Source: Westpac/Melbourne Institute, AMP
The June Westpac/MI consumer survey showed that consumers were slightly less cautious in their investing but its only marginal with most still nominating bank deposits and paying down debt as the wisest place for saving.
Source: Westpac/Melbourne Institute, AMP
And while home price expectations are up (with home prices), perceptions about whether now is a good time is to buy a dwelling remain low.
Source: Westpac/Melbourne Institute, AMP
Private credit growth slowed slightly in May with a slowing in housing, other personal and business credit and annual growth remains moderate at 5.2%yoy. The slowing in housing credit was driven by owner occupiers but the trend remains up particularly for investors.
Source: RBA, AMP
What to watch over the next week?
In the US, the focus will be back on jobs (Friday) with June non-farm payrolls expected to slow to a 190,000 gain after a surprise surge in May, unemployment expected to hold at 4% and wages growth likely to slow to 3.9%yoy. The June ISM manufacturing conditions index (Monday) is expected to improve slightly to 49 but the services ISM index (Wednesday) is expected to slow to 52. Job openings data (Tuesday) is expected to confirm a further slowing in the jobs market. The minutes from the last Fed meeting (Wednesday) will be rather dated given the lower inflation readings seen since then.

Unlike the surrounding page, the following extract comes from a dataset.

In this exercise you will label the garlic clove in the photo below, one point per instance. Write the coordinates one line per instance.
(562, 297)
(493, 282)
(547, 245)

In Europe the focus will be on the results from the first round of the French parliamentary elections on Sunday, where strong outcomes for the far-right National Rally may be taken badly. The final round will be held on seventh July. Eurozone inflation for June (Tuesday) is likely to slow slightly to 2.5%yoy with core inflation edging down to 2.8%yoy and unemployment for May (also Tuesday) is likely to be unchanged at 6.4%.

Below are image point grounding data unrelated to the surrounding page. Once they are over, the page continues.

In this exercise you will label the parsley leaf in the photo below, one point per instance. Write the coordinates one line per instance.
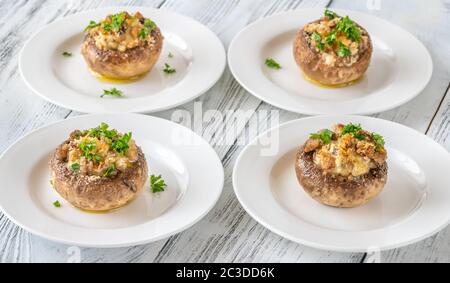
(110, 170)
(92, 24)
(343, 51)
(355, 130)
(143, 33)
(349, 28)
(87, 148)
(325, 136)
(318, 39)
(271, 63)
(117, 21)
(112, 92)
(379, 140)
(330, 39)
(121, 144)
(168, 69)
(157, 183)
(102, 131)
(149, 24)
(75, 166)
(107, 26)
(330, 14)
(67, 54)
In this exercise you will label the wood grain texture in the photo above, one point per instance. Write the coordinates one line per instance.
(227, 233)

The Japanese Tankan business survey for the second quarter will be released Monday.
China’s Caixin business conditions PMIs will be released on Monday and Wednesday.
In Australia, CoreLogic data is expected show a 0.7% gain in home prices for June (Monday), May retail sales are likely to have increased by a modest 0.2%mom with building approvals (both Wednesday) expected to rise 2% after several months of weakness and the trade surplus (Thursday) is expected to remain around $6.5bn for June. The minutes from the last RBA meeting (Tuesday) are likely to retain a hawkish inclination.
Outlook for investment markets
Easing inflation pressures, central banks moving to cut rates and prospects for stronger growth in 2025 should make for reasonable investment returns this year. However, with a high risk of recession, delays to rate cuts and significant geopolitical risks, the remainder of the year is likely to be rougher and constrained.
We expect the ASX 200 to return 9% this year and end the year around 7900. A recession is probably the main threat.
Bonds are likely to provide returns around running yield or a bit more, as inflation slows, and central banks cut rates.
Unlisted commercial property returns are likely to remain negative again due to the lagged impact of high bond yields and working from home.
Australian home prices are likely to see more constrained gains this year as the supply shortfall remains, but still high interest rates constrain demand and unemployment rises. The delay in rate cuts and talk of rate hikes risks renewed falls in property prices as its likely to cause buyers to hold back and distressed listings to rise.
Cash and bank deposits are expected to provide returns of over 4%, reflecting the back up in interest rates.
A rising trend in the $A is likely taking it to $US0.70 over the next 12 months, due to a fall in the overvalued $US, but in the near term the risks for the $A are on the downside.